• Kelly M. Hudson

Billy Jack Attack!

Jean (Dolores Taylor) runs an experimental school for troubled kids on the outskirts of a local Reservation. The town nearby doesn’t like the school at all. Billy Jack (Tom Laughlin), ex-Green Beret and part Native American, keeps an eye on the school and trouble at bay. He runs into conflict with the leading rich guy in town and his son, who are out stealing wild horses from the Reservation to slaughter and sell as dog food. The daughter of a deputy in town comes back from Berkeley pregnant and defiant, and she runs off to join the school, thus causing more friction between the town and the kids who live there. Tension boils over as some of the kids go to town to do some shopping and get ice cream. Billy Jack shows up to save their butts and to kick a few butts of his own. More conflict arises until eventually, things spill over into murder and revenge, with Jean and Billy Jack caught up in the middle. Can Billy Jack save the school, or will the rich old establishment run them out of business?

This one is an all-time classic. Made for cheap and wholly by Taylor and Laughlin, it became an unexpected hit around the country. For a while, it was the most successful independent film of all time and it’s easy to see why. Billy Jack is steeped in the culture of the time, with lots of hippy-dippy sentiments and talk of freedom and love and living in harmony with one another. At the same time, there is this friction between the old and the new, between the kids who want change and some of the adults who see the world as a place to be exploited and controlled. There’s the battle between violence and non-violence, with Billy Jack himself straddling the divide. Salient arguments are made by both sides, but in the end, the ugliness of racism and greed are simply too powerful to overcome without raising a fist into the air in defiance. This film really displays the dynamics of the time in which it was made, and indeed, it’s still relevant today in a lot of ways.
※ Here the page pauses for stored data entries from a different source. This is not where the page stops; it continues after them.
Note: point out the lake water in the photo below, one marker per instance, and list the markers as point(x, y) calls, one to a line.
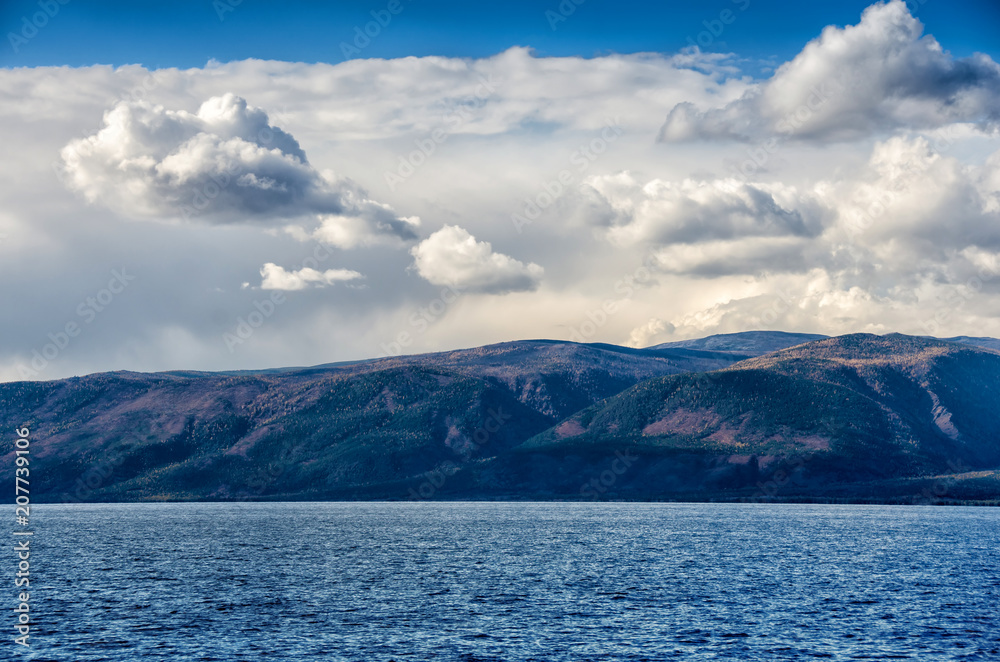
point(512, 581)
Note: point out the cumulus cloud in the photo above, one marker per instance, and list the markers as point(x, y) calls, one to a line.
point(226, 163)
point(878, 75)
point(451, 256)
point(693, 211)
point(276, 278)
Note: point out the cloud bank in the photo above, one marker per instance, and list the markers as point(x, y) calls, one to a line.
point(223, 164)
point(879, 75)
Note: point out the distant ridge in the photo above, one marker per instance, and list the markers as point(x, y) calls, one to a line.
point(890, 418)
point(747, 342)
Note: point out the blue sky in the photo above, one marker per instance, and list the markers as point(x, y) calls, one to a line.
point(188, 33)
point(564, 186)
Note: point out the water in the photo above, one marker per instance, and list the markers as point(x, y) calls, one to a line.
point(486, 581)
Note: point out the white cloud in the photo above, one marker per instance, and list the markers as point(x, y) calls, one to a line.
point(451, 256)
point(224, 164)
point(694, 211)
point(276, 278)
point(878, 75)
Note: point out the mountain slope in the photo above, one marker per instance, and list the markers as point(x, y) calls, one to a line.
point(750, 343)
point(339, 429)
point(847, 409)
point(530, 419)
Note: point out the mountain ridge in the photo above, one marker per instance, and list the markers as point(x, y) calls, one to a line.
point(531, 419)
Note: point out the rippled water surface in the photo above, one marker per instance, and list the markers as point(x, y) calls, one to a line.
point(501, 581)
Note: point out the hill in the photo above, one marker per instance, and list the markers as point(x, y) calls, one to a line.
point(852, 410)
point(856, 417)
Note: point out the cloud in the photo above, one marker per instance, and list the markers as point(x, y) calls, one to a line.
point(878, 75)
point(451, 256)
point(276, 278)
point(224, 164)
point(695, 211)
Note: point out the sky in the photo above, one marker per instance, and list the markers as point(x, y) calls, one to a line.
point(239, 185)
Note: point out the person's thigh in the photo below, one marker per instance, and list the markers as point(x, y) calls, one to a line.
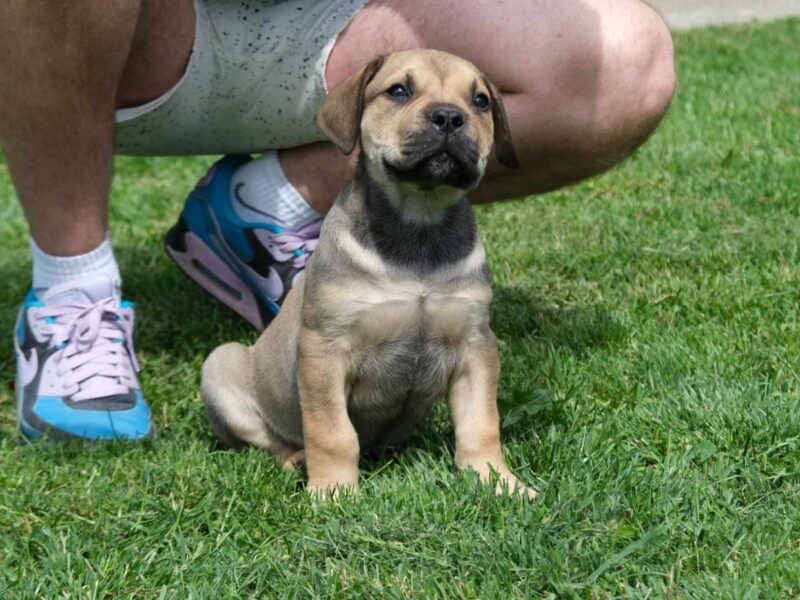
point(584, 81)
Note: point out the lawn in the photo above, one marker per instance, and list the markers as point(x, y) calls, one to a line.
point(648, 325)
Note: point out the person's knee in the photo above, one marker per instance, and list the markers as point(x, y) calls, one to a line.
point(646, 65)
point(658, 70)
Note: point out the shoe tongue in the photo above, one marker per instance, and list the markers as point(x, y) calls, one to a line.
point(82, 291)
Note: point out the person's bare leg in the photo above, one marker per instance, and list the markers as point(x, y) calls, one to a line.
point(59, 85)
point(585, 82)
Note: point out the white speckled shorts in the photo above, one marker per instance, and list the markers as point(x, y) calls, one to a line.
point(254, 81)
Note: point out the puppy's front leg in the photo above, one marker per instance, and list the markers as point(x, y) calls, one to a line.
point(472, 397)
point(331, 442)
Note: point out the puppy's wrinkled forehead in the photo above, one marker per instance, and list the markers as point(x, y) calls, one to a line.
point(430, 75)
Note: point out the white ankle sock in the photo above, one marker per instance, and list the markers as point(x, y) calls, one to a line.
point(260, 191)
point(53, 270)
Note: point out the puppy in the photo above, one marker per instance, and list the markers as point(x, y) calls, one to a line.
point(392, 312)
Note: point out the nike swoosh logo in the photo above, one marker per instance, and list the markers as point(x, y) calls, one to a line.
point(27, 366)
point(236, 193)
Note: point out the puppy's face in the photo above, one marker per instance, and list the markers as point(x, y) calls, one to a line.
point(425, 118)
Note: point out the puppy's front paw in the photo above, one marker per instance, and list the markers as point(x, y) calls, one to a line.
point(508, 484)
point(321, 490)
point(505, 483)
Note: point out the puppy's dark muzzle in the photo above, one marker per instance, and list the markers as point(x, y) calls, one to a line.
point(441, 154)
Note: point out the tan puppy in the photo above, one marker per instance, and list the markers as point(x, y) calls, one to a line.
point(393, 310)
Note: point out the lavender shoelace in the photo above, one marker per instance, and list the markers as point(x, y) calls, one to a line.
point(95, 355)
point(305, 239)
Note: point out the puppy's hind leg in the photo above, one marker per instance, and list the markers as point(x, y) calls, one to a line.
point(232, 408)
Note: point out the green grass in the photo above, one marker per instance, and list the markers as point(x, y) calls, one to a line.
point(648, 323)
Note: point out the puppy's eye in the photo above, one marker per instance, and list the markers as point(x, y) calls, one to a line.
point(398, 91)
point(481, 101)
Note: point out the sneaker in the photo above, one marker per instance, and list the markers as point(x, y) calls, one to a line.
point(249, 267)
point(76, 368)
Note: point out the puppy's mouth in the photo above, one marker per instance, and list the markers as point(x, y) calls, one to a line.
point(452, 162)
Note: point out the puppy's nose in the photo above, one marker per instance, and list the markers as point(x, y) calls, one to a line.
point(447, 120)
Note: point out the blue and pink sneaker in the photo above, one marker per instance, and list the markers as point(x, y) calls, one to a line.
point(248, 266)
point(76, 367)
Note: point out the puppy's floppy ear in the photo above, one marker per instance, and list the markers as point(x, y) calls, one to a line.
point(503, 145)
point(340, 115)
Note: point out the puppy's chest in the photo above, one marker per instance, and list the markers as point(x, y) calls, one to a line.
point(383, 314)
point(404, 338)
The one thing that holds it back in a lot of people’s minds would be the amateurishness of some of the production and definitely of the acting. There are times the movie meanders in and out of moments that could and maybe should have been trimmed or edited out altogether. But for me, these moments work. There’s such raw honesty in these instances and the “bad acting” that makes everything feel more authentic. This gives the movie a sort of documentary quality, which only adds to the immediacy of it. Beyond all of that, there’s the ass-kicking feet of Billy Jack and the moments of action and violence are vivid and intense. This is a film that takes it’s time telling its story, but the forward momentum never slackens.

If you haven’t seen this one before, I recommend giving it a go. It will feel dated and sentimental, but the sheer heart of the story and the commitment of the creators will push all of that aside and make it meaningless. You’ll come to care for the kids and the characters in this and really root for the good guys to win. Billy Jack is a unique film, one that couldn’t have been made before and couldn’t be made now. And that alone makes it special and worthy of your time. It might also teach you a thing or two.